Abolition des élections scolaires à l’horizon: la présidente de la CSDL réagit

Caroline Lévesque caroline.levesque@tc.tc
Publié le 17 avril 2015
Louise Lortie, présidente de la Commission scolaire de Laval (CSDL).
Mario Beauregard

DÉCLARATION. «Pour un citoyen, la meilleure façon de prendre en charge l’éducation, c’est avec les élus scolaires», lance Louise Lortie, présidente de la commission scolaire de Laval (CSDL), en réaction à la récente déclaration du ministre de l’Éducation, François Blais, d'en finir avec les élections de commissaires.

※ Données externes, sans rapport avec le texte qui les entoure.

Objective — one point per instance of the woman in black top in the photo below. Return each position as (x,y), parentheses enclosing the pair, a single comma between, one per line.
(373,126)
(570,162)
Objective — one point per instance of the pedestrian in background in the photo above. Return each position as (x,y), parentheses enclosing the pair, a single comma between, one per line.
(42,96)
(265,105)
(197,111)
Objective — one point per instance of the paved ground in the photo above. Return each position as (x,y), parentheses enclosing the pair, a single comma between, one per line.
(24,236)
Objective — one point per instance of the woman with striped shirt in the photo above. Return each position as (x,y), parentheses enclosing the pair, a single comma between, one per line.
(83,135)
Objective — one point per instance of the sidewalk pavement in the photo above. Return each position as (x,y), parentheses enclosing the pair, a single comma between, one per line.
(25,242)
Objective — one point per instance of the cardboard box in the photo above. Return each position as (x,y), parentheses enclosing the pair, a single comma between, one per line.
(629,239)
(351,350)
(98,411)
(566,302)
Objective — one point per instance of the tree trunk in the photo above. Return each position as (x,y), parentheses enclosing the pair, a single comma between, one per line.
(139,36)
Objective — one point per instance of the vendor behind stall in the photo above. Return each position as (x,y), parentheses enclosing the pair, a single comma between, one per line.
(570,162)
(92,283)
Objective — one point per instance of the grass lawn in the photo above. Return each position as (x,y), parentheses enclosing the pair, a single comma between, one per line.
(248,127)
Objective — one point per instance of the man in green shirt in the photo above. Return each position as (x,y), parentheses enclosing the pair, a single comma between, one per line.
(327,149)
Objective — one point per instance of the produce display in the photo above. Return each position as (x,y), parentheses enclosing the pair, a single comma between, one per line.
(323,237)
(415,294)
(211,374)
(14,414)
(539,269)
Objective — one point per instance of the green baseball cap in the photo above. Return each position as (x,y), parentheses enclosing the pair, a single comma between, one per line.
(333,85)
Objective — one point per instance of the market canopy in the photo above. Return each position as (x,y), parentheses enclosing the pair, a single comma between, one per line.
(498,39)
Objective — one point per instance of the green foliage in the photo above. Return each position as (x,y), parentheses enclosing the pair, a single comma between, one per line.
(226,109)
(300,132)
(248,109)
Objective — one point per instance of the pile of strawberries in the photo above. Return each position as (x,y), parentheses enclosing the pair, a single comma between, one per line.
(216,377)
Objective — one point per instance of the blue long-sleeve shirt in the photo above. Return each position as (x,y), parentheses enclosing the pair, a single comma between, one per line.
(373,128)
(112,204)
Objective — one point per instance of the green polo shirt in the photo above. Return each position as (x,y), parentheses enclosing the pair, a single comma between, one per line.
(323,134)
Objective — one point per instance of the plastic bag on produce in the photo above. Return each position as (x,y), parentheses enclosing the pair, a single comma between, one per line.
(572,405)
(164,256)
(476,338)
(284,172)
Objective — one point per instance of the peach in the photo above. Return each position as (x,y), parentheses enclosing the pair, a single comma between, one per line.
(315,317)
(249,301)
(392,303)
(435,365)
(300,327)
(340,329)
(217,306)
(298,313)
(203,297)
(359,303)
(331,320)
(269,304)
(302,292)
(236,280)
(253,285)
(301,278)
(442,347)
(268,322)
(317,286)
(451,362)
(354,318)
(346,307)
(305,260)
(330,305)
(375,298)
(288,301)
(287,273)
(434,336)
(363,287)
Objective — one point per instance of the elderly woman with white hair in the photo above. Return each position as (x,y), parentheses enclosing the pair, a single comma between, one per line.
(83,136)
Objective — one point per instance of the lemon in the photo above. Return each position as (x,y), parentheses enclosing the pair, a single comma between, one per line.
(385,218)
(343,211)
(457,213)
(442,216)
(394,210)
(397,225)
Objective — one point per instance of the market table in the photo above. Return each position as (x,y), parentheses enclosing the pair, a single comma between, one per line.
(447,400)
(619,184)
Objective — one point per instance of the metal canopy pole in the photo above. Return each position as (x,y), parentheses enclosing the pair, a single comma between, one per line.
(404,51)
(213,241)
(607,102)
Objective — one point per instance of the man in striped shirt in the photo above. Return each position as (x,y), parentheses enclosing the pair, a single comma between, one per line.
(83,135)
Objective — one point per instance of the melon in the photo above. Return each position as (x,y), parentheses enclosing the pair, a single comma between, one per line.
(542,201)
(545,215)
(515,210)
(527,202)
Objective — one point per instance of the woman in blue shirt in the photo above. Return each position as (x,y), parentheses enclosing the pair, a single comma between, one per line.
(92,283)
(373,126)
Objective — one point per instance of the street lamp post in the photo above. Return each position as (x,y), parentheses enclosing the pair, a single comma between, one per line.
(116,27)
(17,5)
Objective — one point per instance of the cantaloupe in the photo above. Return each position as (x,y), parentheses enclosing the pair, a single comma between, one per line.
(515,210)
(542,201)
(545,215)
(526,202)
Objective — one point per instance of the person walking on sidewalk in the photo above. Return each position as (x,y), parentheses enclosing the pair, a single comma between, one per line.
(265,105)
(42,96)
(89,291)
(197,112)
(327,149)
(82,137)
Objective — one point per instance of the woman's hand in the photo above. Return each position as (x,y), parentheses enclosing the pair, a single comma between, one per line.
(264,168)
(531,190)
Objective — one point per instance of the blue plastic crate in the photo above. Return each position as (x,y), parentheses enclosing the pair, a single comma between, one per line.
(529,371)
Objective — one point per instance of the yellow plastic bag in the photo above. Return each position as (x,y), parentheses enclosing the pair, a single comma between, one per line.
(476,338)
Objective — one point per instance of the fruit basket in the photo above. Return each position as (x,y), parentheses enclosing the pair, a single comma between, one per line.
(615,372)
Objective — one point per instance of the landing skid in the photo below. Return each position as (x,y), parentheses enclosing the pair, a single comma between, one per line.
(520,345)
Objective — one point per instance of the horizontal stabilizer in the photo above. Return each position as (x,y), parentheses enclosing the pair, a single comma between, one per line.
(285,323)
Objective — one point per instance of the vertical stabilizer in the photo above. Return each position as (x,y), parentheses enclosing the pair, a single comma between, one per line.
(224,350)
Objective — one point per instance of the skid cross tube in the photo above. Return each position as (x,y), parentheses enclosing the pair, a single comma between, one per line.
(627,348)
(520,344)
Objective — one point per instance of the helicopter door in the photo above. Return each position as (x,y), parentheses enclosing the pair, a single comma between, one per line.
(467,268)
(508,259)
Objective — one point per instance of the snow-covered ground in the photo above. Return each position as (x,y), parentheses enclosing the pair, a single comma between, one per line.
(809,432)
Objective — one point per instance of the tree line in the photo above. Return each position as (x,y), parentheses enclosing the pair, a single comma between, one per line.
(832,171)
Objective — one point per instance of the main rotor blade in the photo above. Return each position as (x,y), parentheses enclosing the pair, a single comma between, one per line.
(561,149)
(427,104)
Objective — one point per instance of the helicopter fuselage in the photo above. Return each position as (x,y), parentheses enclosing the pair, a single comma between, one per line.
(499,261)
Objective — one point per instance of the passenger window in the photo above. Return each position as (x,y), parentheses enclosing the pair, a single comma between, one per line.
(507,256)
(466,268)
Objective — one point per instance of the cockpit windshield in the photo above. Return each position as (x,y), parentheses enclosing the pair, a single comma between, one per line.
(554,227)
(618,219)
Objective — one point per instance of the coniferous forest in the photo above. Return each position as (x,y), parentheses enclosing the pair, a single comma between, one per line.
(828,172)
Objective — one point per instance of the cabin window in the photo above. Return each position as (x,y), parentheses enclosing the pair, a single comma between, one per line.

«Est-ce que qu’il y a des choses à améliorer? Oui», ajoute-t-elle, en rappelant qu’avant d’en arriver à ce scénario, sous prétexte que le dernier taux de participation au suffrage de novembre 2014 était faible, le Québec aurait intérêt à regarder ce qui se fait ailleurs au pays et à s’en inspirer.

«La Fédération des commissions scolaires du Québec avait fait une demande au ministère de l’Éducation pour joindre les élections scolaires à celles municipales, afin de hausser le taux de participation, rappelle Mme Lortie. Partout au Canada, ces deux élections sont en même temps.»

Service à l’élève affecté

Outre le remaniement à l’horizon de la structure des commissions scolaires, comme le souhaite le ministre Blais et tel que le voyait son prédécesseur Yves Bolduc, Louise Lortie souligne que son établissement est grandement touché par les compressions budgétaires de 200 M$ du dernier budget provincial dans le domaine de l’éducation.

«Arrêtez de couper comme vous le faites», porte comme message la présidente au gouvernement.

Ces restrictions budgétaires, qui ne cessent de s’accumuler au fil des ans, ont atteint le point fatidique d’affecter directement le service aux élèves.

On s’attend à 8 M$ de coupures pour cette année, tout comme l’an dernier. Celle qui est à la tête de la CSDL rappelle que depuis 2009, quelque 47 M$ ont été retranchés à son établissement.

Pas de réponse

Depuis la nomination du ministre Blais, Louise Lortie tente de le joindre pour lui exposer la situation financière de la CSDL.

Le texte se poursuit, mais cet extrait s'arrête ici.